I never intended to play Pokémon Go. Up until this past weekend, I was more than content to follow its comings and goings online, in social media, and on the nightly news. I was impressed by mainstream cult that quickly formed around the game, and I was amazed at its immediate rise in popularity, and not just among hardcore Pokémon players. It seemed as if everyone was suddenly playing this game, almost with reckless abandon. Just watching the saga of the game unfold was amazingly entertaining and about as close as I wanted to be to any of it.
And then a few days ago, my husband asked me,” Are you going to download that new Pokémon game?” My short response was along the lines of nope, never. But then he mentioned something that changed my mind. He said that folks at his work had been talking about Pokémon Go, but that folks at his work never talked about video games. Huh, really? That struck a chord. I knew that Pokémon Go had become a big deal in no time, but until he said that, I don’t think I understood just how big. How in the world could a Pokémon game, of all things, attract both gamers and self-proclaimed non-gamers alike? How could it collect, in the span of a mere few days, a jumbo-sized audience that entertainment companies, video game companies included, only dream of? Well, to find out it appeared that I would have to download the game.
So I did.
Pokémon Go is an intriguing game. It uses GPS software and augmented reality (which you can turn on and off) to place Pokémon throughout the actual world. From there it’s up to you as a male or female trainer, both of whom are lightly customizable, to go out and find and capture these Pokémon. (Or, if you happen to be in a well-populated area, maybe wait for the Pokémon to come to you.) Once you reach level 5, you can join a team and then start leveling up your collected Pokémon and battling for supremacy at gyms. (I picked the yellow team, Team Instinct, because I like yellow.)
Within the game, gyms and “Pokéstops” appear on your map. Pokéstop are spots with which you can interact and get items, like more Pokéballs and eggs that hatch if you incubate them and walk a certain distance. You can use incense to lure Pokémon to you, as well as other special items to take care of your collection of adorable pocket monsters. In terms of the game maps, one of the more interesting things I discovered is that world of Pokémon Go looks quite different at my home…
…than it does at my work.
(Guess it’s pretty obvious where to best play.)
I like the idea behind Pokémon Go in that it’s essentially an augmented reality scavenger hunt.

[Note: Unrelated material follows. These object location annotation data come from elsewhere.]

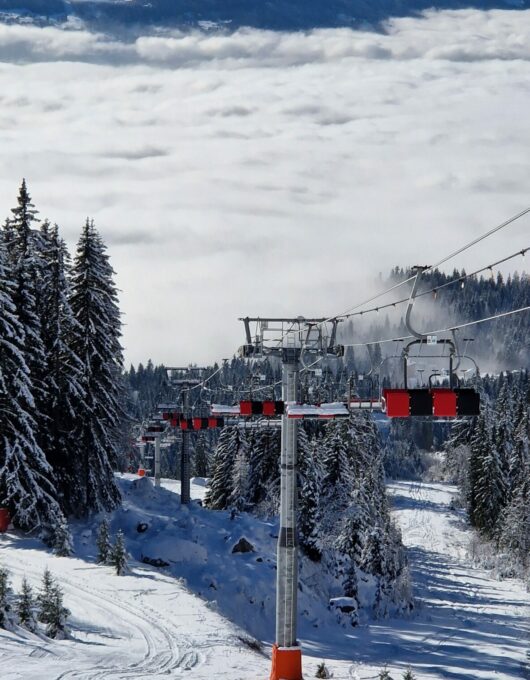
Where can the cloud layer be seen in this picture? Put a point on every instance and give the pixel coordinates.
(268, 173)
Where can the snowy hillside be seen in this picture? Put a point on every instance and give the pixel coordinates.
(213, 14)
(148, 624)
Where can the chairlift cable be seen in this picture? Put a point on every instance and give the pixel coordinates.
(441, 330)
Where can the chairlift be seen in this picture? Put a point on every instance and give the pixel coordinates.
(438, 401)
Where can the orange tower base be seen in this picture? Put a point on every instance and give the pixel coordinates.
(286, 663)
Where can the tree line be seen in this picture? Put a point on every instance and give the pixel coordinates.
(344, 518)
(489, 457)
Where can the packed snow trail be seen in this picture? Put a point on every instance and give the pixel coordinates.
(473, 626)
(144, 625)
(466, 626)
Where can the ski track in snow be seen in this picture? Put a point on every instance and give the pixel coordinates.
(466, 626)
(166, 650)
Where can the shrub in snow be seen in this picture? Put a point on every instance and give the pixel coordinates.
(384, 674)
(103, 543)
(62, 539)
(243, 546)
(118, 556)
(322, 671)
(52, 611)
(26, 606)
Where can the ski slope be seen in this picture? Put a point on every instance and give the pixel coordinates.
(148, 624)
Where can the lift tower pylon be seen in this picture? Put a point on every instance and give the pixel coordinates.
(299, 337)
(189, 380)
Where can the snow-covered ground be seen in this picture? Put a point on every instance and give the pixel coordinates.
(150, 625)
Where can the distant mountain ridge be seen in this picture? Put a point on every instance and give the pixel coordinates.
(233, 14)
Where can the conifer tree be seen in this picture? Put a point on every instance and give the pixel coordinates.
(24, 250)
(337, 472)
(45, 597)
(221, 483)
(118, 557)
(65, 405)
(62, 539)
(25, 606)
(308, 499)
(96, 341)
(239, 500)
(264, 463)
(26, 478)
(103, 543)
(58, 614)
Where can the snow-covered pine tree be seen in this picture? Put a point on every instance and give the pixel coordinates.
(25, 255)
(221, 482)
(264, 463)
(239, 497)
(337, 472)
(322, 671)
(45, 597)
(26, 478)
(350, 541)
(103, 543)
(118, 556)
(64, 406)
(57, 613)
(200, 459)
(490, 489)
(96, 341)
(25, 606)
(308, 498)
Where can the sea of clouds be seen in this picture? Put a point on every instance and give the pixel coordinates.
(269, 173)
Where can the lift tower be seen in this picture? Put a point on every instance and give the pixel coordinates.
(296, 342)
(185, 378)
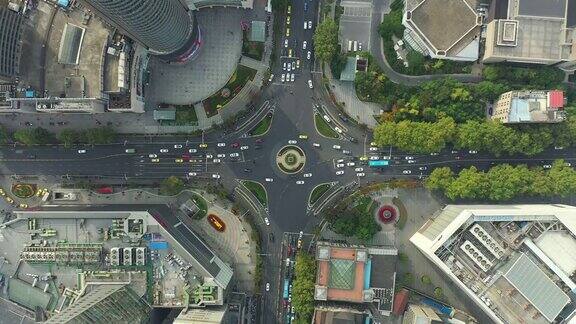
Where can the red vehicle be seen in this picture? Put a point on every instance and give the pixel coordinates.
(105, 190)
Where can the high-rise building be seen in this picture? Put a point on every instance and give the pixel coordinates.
(105, 304)
(10, 43)
(166, 27)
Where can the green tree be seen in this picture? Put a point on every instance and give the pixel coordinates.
(171, 186)
(326, 40)
(439, 179)
(68, 137)
(303, 287)
(469, 184)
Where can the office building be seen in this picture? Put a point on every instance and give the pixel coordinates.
(10, 42)
(516, 262)
(529, 106)
(165, 27)
(532, 31)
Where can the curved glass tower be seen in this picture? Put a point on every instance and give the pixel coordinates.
(166, 27)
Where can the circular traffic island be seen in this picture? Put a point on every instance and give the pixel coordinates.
(291, 159)
(387, 214)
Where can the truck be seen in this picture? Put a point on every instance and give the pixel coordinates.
(378, 163)
(286, 285)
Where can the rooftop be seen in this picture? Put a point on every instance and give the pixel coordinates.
(429, 18)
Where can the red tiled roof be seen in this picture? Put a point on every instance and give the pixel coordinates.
(556, 99)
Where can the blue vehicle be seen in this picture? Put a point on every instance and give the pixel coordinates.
(378, 163)
(286, 285)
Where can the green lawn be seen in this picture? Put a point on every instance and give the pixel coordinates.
(235, 84)
(258, 191)
(186, 115)
(202, 205)
(262, 126)
(318, 191)
(323, 128)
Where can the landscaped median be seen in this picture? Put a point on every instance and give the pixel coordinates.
(263, 126)
(318, 192)
(237, 81)
(257, 190)
(323, 128)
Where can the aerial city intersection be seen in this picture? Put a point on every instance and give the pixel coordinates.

Though the news, any news, is more than happy to report on the negative effects of the game in the real world, it seems to have brought people together more often than not. While I’ve yet to witness the game being played en masse at a particular site, I have seen small groups of people on the street playing together. It’s a little bit odd to watch as they furiously swipe at their phones, but they are nonetheless happy, and that’s alright by me. For me, the fun of the game lies in simply collecting Pokémon, and, to a certain extent, experiencing them in the real world – it is kind of entertaining to find a Goldeen floating over my desk. I’ve tried my hand at gym battles and have mostly found myself outmatched. I don’t have that fanatic vibe that cares about leveling up my cast of monsters or “owning” a particular gym. I’m more than happy to wander about to see what new critters pop up here and there.
But that necessity of wandering about is also where I fail the game. I’ve played the game mostly during my commutes to and from work, which includes walking and riding. Other times when I’ve been out and about running errands and such, I haven’t thought about the game. I stick my phone in my bag and head on. Walking around with my phone in my hand just isn’t a habit. And the act of “going for a walk” doesn’t involve my phone at all. (If anything, that’s an escape from it.)
And then there’s the issue of having the game actually on my phone, which I’m not overly comfortable with yet. I’m a bit (hyper)sensitive about my phone. I like to keep it free from clutter, including games, music, and questionable apps that need access to everything on it. And yes, I’m also one of those slightly paranoid people who always keeps the phone’s location service turned off, something that’s absolutely required to play Pokémon Go. In addition, I also keep a very close eye on my phone’s battery and my data usage, both of which Pokémon Go heartily devour. So really, playing Pokémon Go is a matter of if I feel like allowing the game unlimited access to me. That just doesn’t sit well, so over the past week, the game as been more off than on.
So here I am at level 5. I’ll probably level up slowly, and only as I find more new Pokémon in my own limited fashion. Pokémon Go may not be my new home, but I’m glad that others have found it as such. Because there’s nothing wrong with playing what you enjoy.
Whether you’ve played it or not, what are your thoughts on the Pokémon Go phenomenon?
(All images in this post are courtesy of me and my phone. Also how hard was it to pick a username?! I tried several before finally finding one that wasn’t taken.)